We generated clones of the human breast cancer line MCF-7 stably expressing known amounts of Bcl-2, or Bcl-XL as determined by quantitative immunoblotting. Clones expressing equivalent amounts of wild-type and mutants of Bcl-2 and Bcl-XL with subcellular localization restricted to the cytoplasm, endoplasmic reticulum or outer mitochondrial membrane were studied in both MCF-7 and Rat-1 fibroblasts. In MCF-7 cells we measured the functional activities of these proteins in preventing apoptosis induced by four different agents (doxorubicin, ceramide, thapsigargin, TNF-α). Etoposide and low serum were used to compare the effect of Bcl-2, Bcl-XL and mutants located at the endoplasmic reticulum on induction of apoptosis in fibroblasts.

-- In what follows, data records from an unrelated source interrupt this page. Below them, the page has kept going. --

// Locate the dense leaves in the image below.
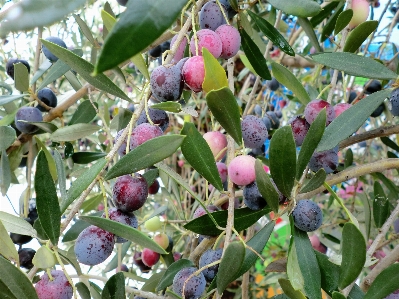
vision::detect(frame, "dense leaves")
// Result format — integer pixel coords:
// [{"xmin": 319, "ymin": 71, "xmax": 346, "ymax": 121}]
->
[{"xmin": 2, "ymin": 1, "xmax": 399, "ymax": 299}]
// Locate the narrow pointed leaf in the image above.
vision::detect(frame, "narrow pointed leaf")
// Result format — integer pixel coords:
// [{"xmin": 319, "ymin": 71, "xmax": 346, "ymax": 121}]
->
[
  {"xmin": 14, "ymin": 63, "xmax": 29, "ymax": 92},
  {"xmin": 151, "ymin": 102, "xmax": 182, "ymax": 113},
  {"xmin": 311, "ymin": 53, "xmax": 397, "ymax": 80},
  {"xmin": 239, "ymin": 11, "xmax": 265, "ymax": 52},
  {"xmin": 53, "ymin": 150, "xmax": 67, "ymax": 201},
  {"xmin": 360, "ymin": 193, "xmax": 371, "ymax": 240},
  {"xmin": 279, "ymin": 279, "xmax": 307, "ymax": 299},
  {"xmin": 89, "ymin": 282, "xmax": 102, "ymax": 299},
  {"xmin": 34, "ymin": 136, "xmax": 57, "ymax": 180},
  {"xmin": 30, "ymin": 60, "xmax": 52, "ymax": 85},
  {"xmin": 76, "ymin": 282, "xmax": 91, "ymax": 299},
  {"xmin": 0, "ymin": 94, "xmax": 26, "ymax": 106},
  {"xmin": 247, "ymin": 11, "xmax": 294, "ymax": 56},
  {"xmin": 344, "ymin": 21, "xmax": 378, "ymax": 53},
  {"xmin": 344, "ymin": 149, "xmax": 353, "ymax": 169},
  {"xmin": 41, "ymin": 40, "xmax": 130, "ymax": 101},
  {"xmin": 156, "ymin": 259, "xmax": 194, "ymax": 291},
  {"xmin": 364, "ymin": 264, "xmax": 399, "ymax": 299},
  {"xmin": 300, "ymin": 169, "xmax": 326, "ymax": 193},
  {"xmin": 206, "ymin": 87, "xmax": 242, "ymax": 145},
  {"xmin": 315, "ymin": 251, "xmax": 365, "ymax": 299},
  {"xmin": 315, "ymin": 251, "xmax": 340, "ymax": 295},
  {"xmin": 217, "ymin": 242, "xmax": 245, "ymax": 294},
  {"xmin": 62, "ymin": 158, "xmax": 107, "ymax": 212},
  {"xmin": 142, "ymin": 168, "xmax": 159, "ymax": 186},
  {"xmin": 0, "ymin": 126, "xmax": 16, "ymax": 152},
  {"xmin": 0, "ymin": 221, "xmax": 19, "ymax": 263},
  {"xmin": 69, "ymin": 101, "xmax": 99, "ymax": 125},
  {"xmin": 296, "ymin": 109, "xmax": 326, "ymax": 180},
  {"xmin": 101, "ymin": 9, "xmax": 116, "ymax": 31},
  {"xmin": 50, "ymin": 124, "xmax": 101, "ymax": 142},
  {"xmin": 317, "ymin": 89, "xmax": 391, "ymax": 152},
  {"xmin": 335, "ymin": 10, "xmax": 353, "ymax": 35},
  {"xmin": 102, "ymin": 272, "xmax": 125, "ymax": 299},
  {"xmin": 310, "ymin": 1, "xmax": 341, "ymax": 27},
  {"xmin": 239, "ymin": 28, "xmax": 271, "ymax": 79},
  {"xmin": 105, "ymin": 135, "xmax": 185, "ymax": 180},
  {"xmin": 269, "ymin": 126, "xmax": 297, "ymax": 198},
  {"xmin": 0, "ymin": 256, "xmax": 39, "ymax": 299},
  {"xmin": 0, "ymin": 0, "xmax": 85, "ymax": 36},
  {"xmin": 0, "ymin": 150, "xmax": 11, "ymax": 196},
  {"xmin": 228, "ymin": 0, "xmax": 238, "ymax": 11},
  {"xmin": 80, "ymin": 216, "xmax": 167, "ymax": 254},
  {"xmin": 373, "ymin": 172, "xmax": 399, "ymax": 197},
  {"xmin": 332, "ymin": 292, "xmax": 347, "ymax": 299},
  {"xmin": 271, "ymin": 62, "xmax": 310, "ymax": 105},
  {"xmin": 131, "ymin": 54, "xmax": 150, "ymax": 80},
  {"xmin": 338, "ymin": 223, "xmax": 366, "ymax": 289},
  {"xmin": 34, "ymin": 151, "xmax": 61, "ymax": 245},
  {"xmin": 267, "ymin": 0, "xmax": 321, "ymax": 17},
  {"xmin": 380, "ymin": 136, "xmax": 399, "ymax": 152},
  {"xmin": 297, "ymin": 17, "xmax": 322, "ymax": 52},
  {"xmin": 184, "ymin": 207, "xmax": 271, "ymax": 236},
  {"xmin": 32, "ymin": 245, "xmax": 56, "ymax": 269},
  {"xmin": 37, "ymin": 49, "xmax": 85, "ymax": 90},
  {"xmin": 373, "ymin": 182, "xmax": 389, "ymax": 228},
  {"xmin": 255, "ymin": 160, "xmax": 279, "ymax": 212},
  {"xmin": 95, "ymin": 0, "xmax": 188, "ymax": 74},
  {"xmin": 73, "ymin": 14, "xmax": 96, "ymax": 46},
  {"xmin": 203, "ymin": 48, "xmax": 229, "ymax": 92},
  {"xmin": 142, "ymin": 271, "xmax": 165, "ymax": 292},
  {"xmin": 287, "ymin": 241, "xmax": 305, "ymax": 290},
  {"xmin": 28, "ymin": 122, "xmax": 58, "ymax": 133},
  {"xmin": 236, "ymin": 221, "xmax": 275, "ymax": 277},
  {"xmin": 0, "ymin": 212, "xmax": 37, "ymax": 237},
  {"xmin": 321, "ymin": 2, "xmax": 345, "ymax": 41},
  {"xmin": 72, "ymin": 152, "xmax": 107, "ymax": 164},
  {"xmin": 181, "ymin": 122, "xmax": 223, "ymax": 190},
  {"xmin": 292, "ymin": 224, "xmax": 322, "ymax": 299},
  {"xmin": 62, "ymin": 219, "xmax": 91, "ymax": 243}
]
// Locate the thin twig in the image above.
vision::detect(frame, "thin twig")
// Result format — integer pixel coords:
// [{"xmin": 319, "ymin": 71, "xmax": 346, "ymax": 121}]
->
[
  {"xmin": 339, "ymin": 124, "xmax": 399, "ymax": 150},
  {"xmin": 164, "ymin": 0, "xmax": 207, "ymax": 65},
  {"xmin": 243, "ymin": 10, "xmax": 283, "ymax": 116},
  {"xmin": 361, "ymin": 244, "xmax": 399, "ymax": 291},
  {"xmin": 61, "ymin": 98, "xmax": 145, "ymax": 232},
  {"xmin": 32, "ymin": 27, "xmax": 43, "ymax": 94},
  {"xmin": 327, "ymin": 0, "xmax": 352, "ymax": 103},
  {"xmin": 297, "ymin": 159, "xmax": 399, "ymax": 199},
  {"xmin": 189, "ymin": 236, "xmax": 217, "ymax": 265}
]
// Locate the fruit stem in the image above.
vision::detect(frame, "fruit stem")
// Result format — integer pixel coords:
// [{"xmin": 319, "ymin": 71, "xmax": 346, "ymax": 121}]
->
[
  {"xmin": 316, "ymin": 84, "xmax": 332, "ymax": 99},
  {"xmin": 192, "ymin": 5, "xmax": 199, "ymax": 56},
  {"xmin": 23, "ymin": 139, "xmax": 34, "ymax": 218},
  {"xmin": 46, "ymin": 268, "xmax": 54, "ymax": 281},
  {"xmin": 232, "ymin": 227, "xmax": 265, "ymax": 262},
  {"xmin": 99, "ymin": 178, "xmax": 109, "ymax": 219},
  {"xmin": 53, "ymin": 247, "xmax": 78, "ymax": 298},
  {"xmin": 215, "ymin": 0, "xmax": 230, "ymax": 24},
  {"xmin": 116, "ymin": 243, "xmax": 122, "ymax": 272},
  {"xmin": 213, "ymin": 230, "xmax": 226, "ymax": 250}
]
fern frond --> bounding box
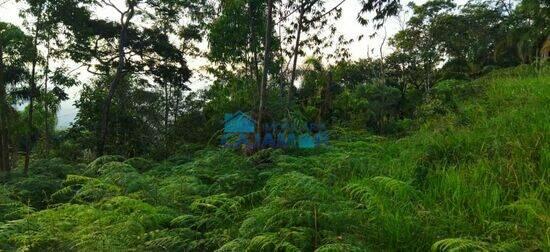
[64,175,94,186]
[432,238,489,251]
[370,176,416,198]
[315,243,362,252]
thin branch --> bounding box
[100,0,123,14]
[0,0,11,7]
[67,64,86,74]
[276,5,300,25]
[304,0,346,25]
[86,65,109,76]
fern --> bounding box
[85,155,125,176]
[502,198,549,224]
[64,175,94,185]
[432,238,490,251]
[315,243,363,252]
[432,238,521,252]
[370,176,416,198]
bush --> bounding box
[124,157,154,173]
[85,155,125,176]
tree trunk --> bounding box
[258,0,274,144]
[164,84,169,136]
[379,25,387,80]
[0,44,10,172]
[24,18,42,176]
[43,39,50,156]
[0,136,4,172]
[288,6,305,104]
[248,0,261,94]
[174,88,181,122]
[98,7,135,156]
[318,71,332,124]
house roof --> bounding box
[224,111,256,133]
[225,111,256,124]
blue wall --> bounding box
[224,113,255,133]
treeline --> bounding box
[0,0,548,167]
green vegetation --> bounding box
[0,65,547,250]
[1,0,549,250]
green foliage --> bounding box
[85,155,125,176]
[0,185,33,222]
[0,65,548,251]
[124,157,154,173]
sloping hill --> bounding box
[0,66,548,251]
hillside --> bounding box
[0,65,548,251]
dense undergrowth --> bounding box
[0,66,548,251]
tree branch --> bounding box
[99,0,124,14]
[305,0,346,25]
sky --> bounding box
[0,0,466,128]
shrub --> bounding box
[124,157,154,173]
[85,155,125,176]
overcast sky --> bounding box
[0,0,466,127]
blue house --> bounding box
[222,111,256,147]
[222,111,328,149]
[298,134,315,149]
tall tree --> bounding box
[22,2,44,175]
[18,0,71,170]
[285,0,345,104]
[0,22,32,172]
[54,0,195,155]
[258,0,274,139]
[54,0,199,156]
[96,0,136,156]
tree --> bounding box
[0,22,32,172]
[258,0,274,142]
[19,0,47,174]
[297,57,333,123]
[508,0,550,63]
[54,0,196,155]
[96,0,136,156]
[358,0,401,29]
[390,0,455,92]
[16,0,82,170]
[284,0,345,104]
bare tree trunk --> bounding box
[0,44,9,172]
[288,6,305,104]
[174,88,181,121]
[43,39,50,156]
[277,9,286,101]
[24,16,42,176]
[164,84,169,135]
[258,0,274,144]
[248,0,261,94]
[378,24,387,80]
[98,6,135,156]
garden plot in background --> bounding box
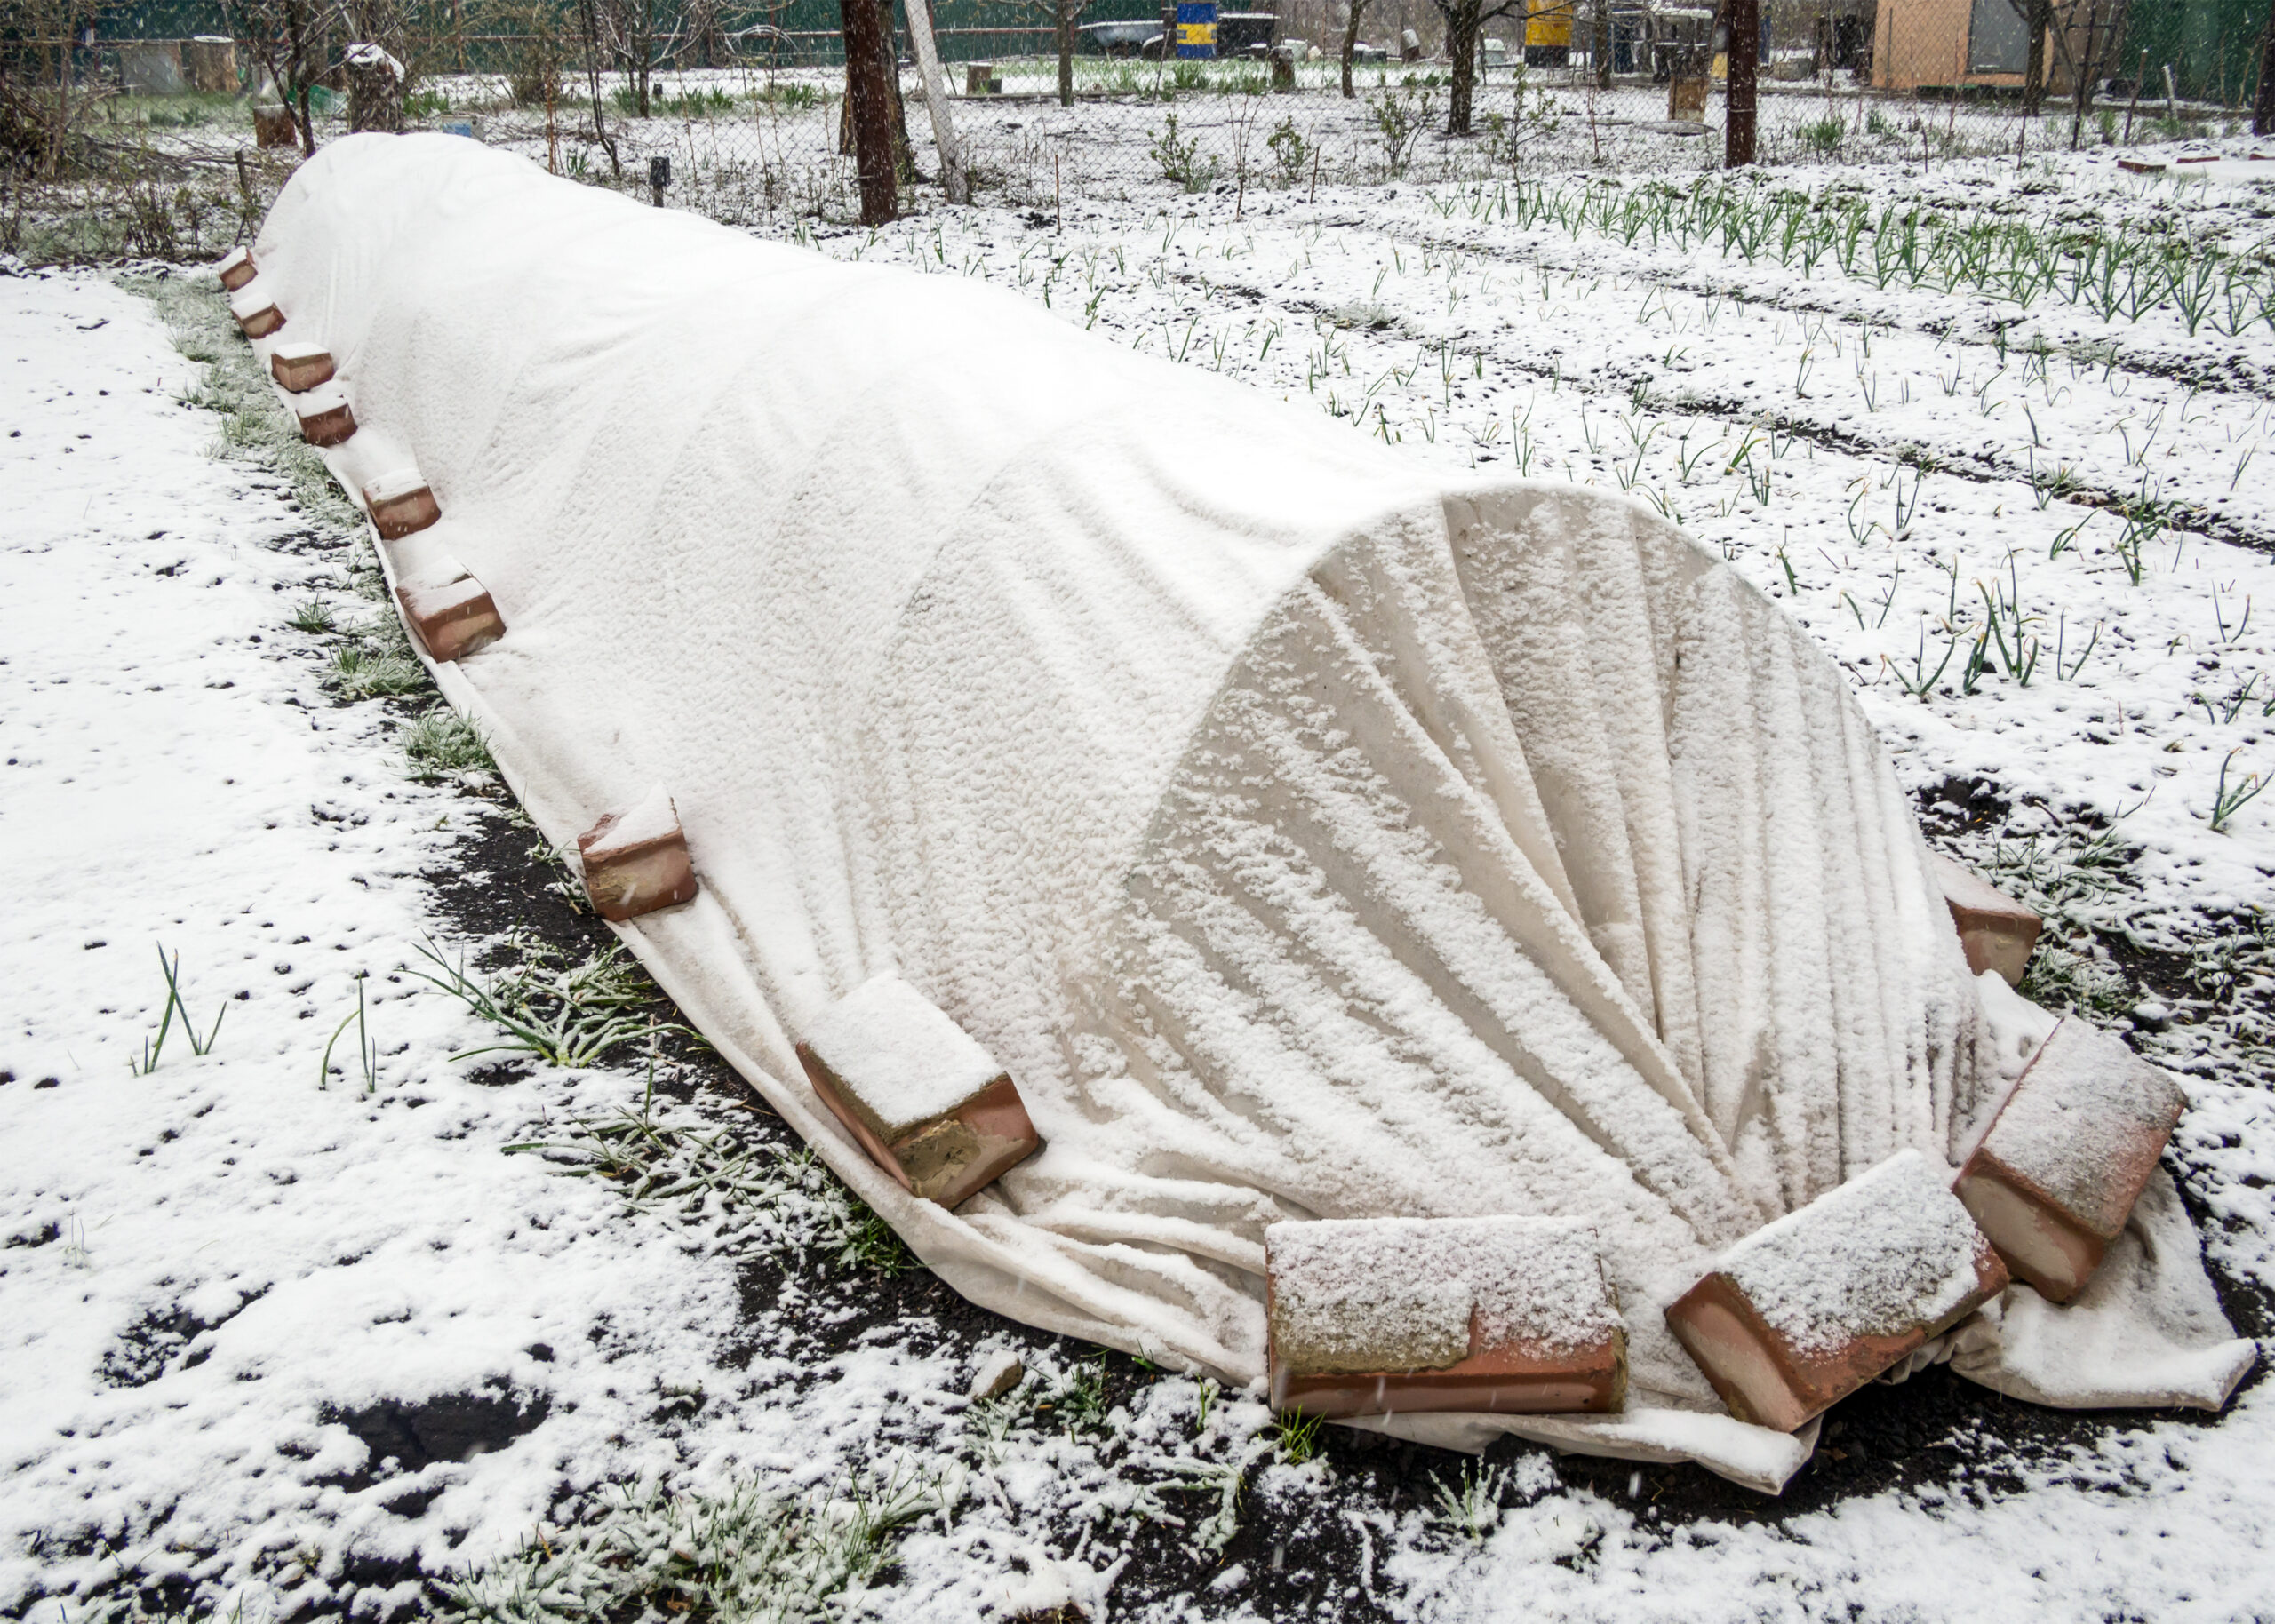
[6,135,2275,1624]
[54,56,2260,253]
[446,64,2262,214]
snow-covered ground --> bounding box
[5,138,2275,1621]
[0,268,767,1619]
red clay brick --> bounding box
[270,342,335,393]
[576,786,698,921]
[1954,1017,2186,1302]
[230,291,284,339]
[796,975,1041,1209]
[362,472,440,540]
[216,247,257,292]
[1931,855,2042,986]
[395,565,502,663]
[1666,1150,2007,1432]
[294,386,356,447]
[1265,1216,1626,1419]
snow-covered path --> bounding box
[0,271,746,1620]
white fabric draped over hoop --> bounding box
[246,135,2253,1492]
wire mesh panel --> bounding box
[351,42,2260,226]
[16,0,2268,243]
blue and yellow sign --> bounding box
[1175,1,1217,58]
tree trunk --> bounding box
[579,0,621,177]
[2070,0,2104,147]
[1057,0,1077,106]
[2256,0,2275,133]
[635,6,652,118]
[1724,0,1758,165]
[2024,0,2050,115]
[1445,0,1479,132]
[1342,0,1367,95]
[282,0,318,155]
[1594,0,1611,87]
[842,0,898,223]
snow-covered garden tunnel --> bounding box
[235,132,2250,1491]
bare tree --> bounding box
[840,0,895,221]
[1430,0,1521,133]
[1340,0,1370,96]
[497,0,565,106]
[598,0,666,116]
[2056,0,2132,146]
[574,0,620,174]
[2020,0,2052,114]
[2020,0,2135,139]
[2000,0,2077,115]
[1033,0,1096,107]
[224,0,338,156]
[837,0,917,180]
[1724,0,1757,164]
[679,0,728,66]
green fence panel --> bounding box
[103,0,1166,65]
[2119,0,2263,108]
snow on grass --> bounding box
[6,136,2275,1622]
[0,266,752,1620]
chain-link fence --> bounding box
[380,56,2253,220]
[3,0,2266,254]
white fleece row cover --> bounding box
[245,136,2251,1493]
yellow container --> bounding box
[1524,7,1574,48]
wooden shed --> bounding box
[1872,0,2069,92]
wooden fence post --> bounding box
[842,0,898,224]
[1724,0,1758,165]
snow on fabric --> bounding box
[245,133,2247,1490]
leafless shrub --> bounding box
[220,0,329,155]
[1,0,116,177]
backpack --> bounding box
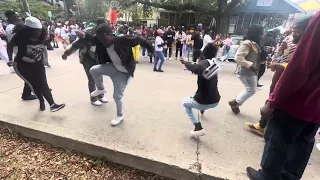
[203,58,220,79]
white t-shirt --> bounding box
[55,27,69,38]
[201,34,213,51]
[5,24,15,42]
[155,36,164,51]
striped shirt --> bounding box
[280,35,297,63]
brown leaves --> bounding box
[0,128,171,180]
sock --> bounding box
[194,122,203,131]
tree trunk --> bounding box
[21,0,31,15]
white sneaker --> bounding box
[316,143,320,151]
[190,129,206,137]
[169,58,172,61]
[91,89,106,97]
[99,97,108,103]
[91,100,102,106]
[111,115,124,126]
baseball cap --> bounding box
[25,16,42,29]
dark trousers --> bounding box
[14,61,55,105]
[142,47,146,56]
[22,83,32,98]
[259,67,285,129]
[193,49,201,62]
[164,44,172,58]
[259,108,320,180]
[175,42,183,58]
[82,59,103,102]
[258,63,266,83]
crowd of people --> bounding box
[0,9,319,180]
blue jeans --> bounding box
[258,108,320,180]
[221,46,230,61]
[186,46,192,60]
[182,97,219,124]
[154,51,165,70]
[142,47,147,56]
[236,74,257,105]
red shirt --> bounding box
[268,12,320,123]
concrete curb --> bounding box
[0,120,226,180]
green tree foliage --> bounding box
[84,0,112,18]
[115,0,247,21]
[0,0,64,20]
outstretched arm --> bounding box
[63,38,86,57]
[182,60,206,74]
[123,35,155,55]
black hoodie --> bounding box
[184,60,221,104]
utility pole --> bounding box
[21,0,31,15]
[76,0,81,16]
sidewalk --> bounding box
[0,49,319,180]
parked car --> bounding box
[219,35,243,61]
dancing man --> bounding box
[228,25,264,114]
[80,23,154,126]
[180,43,221,137]
[62,18,108,106]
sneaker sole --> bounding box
[91,102,102,106]
[51,104,66,112]
[231,106,240,114]
[111,117,124,126]
[111,120,123,126]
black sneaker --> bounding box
[50,103,65,112]
[246,167,260,180]
[39,101,46,111]
[228,99,240,114]
[158,69,164,72]
[22,94,37,101]
[257,84,263,88]
[153,68,158,72]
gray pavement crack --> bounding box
[189,137,203,179]
[189,111,203,179]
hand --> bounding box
[7,61,13,67]
[61,54,68,60]
[269,63,283,72]
[260,102,275,118]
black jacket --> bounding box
[86,33,154,77]
[185,60,221,105]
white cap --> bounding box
[25,16,42,29]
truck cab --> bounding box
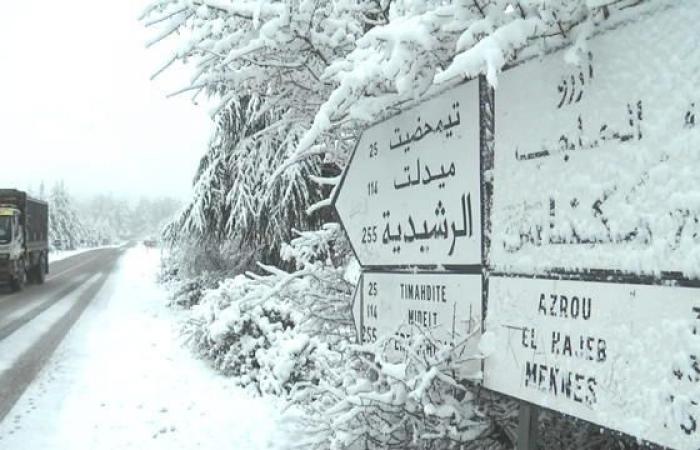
[0,207,27,289]
[0,207,22,251]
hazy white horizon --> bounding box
[1,0,212,201]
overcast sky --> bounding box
[1,0,212,200]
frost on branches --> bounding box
[180,223,353,396]
[289,326,500,450]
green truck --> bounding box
[0,189,49,291]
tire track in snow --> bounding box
[0,274,90,341]
[0,252,105,341]
[0,253,101,303]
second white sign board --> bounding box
[484,276,700,450]
[357,272,482,375]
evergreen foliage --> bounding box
[163,96,324,261]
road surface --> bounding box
[0,246,126,422]
[0,245,287,450]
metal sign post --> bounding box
[517,401,540,450]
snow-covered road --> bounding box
[0,246,289,449]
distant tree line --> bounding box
[31,181,179,251]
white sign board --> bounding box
[484,276,700,450]
[357,272,482,374]
[333,82,481,267]
[491,2,700,277]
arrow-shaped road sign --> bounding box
[333,81,482,268]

We noted both qualitative and quantitative differences in the functional activity of these two anti-apoptotic proteins in cells: Bcl-2 localized to the endoplasmic reticulum inhibits apoptosis induced by ceramide and thapsigargin but not by doxorubicin or TNFα, while Bcl-XL at the endoplasmic reticulum is active against all four drugs. In fibroblasts Bcl-2 localized to the ER did not prevent cell death due to etoposide whereas Bcl-XL in the same location did. Finally in MCF-7 cells, Bcl-XL is approximately ten times more active than Bcl-2 in repressing apoptosis induced by doxorubicin. This difference can be manifest as a large difference in clonal survival.
When examined in the same cellular context, Bcl-2 and Bcl-XL differ substantially in the potency with which they inhibit apoptosis, mediated in part by differences in the inhibition of specific subcellular pathways.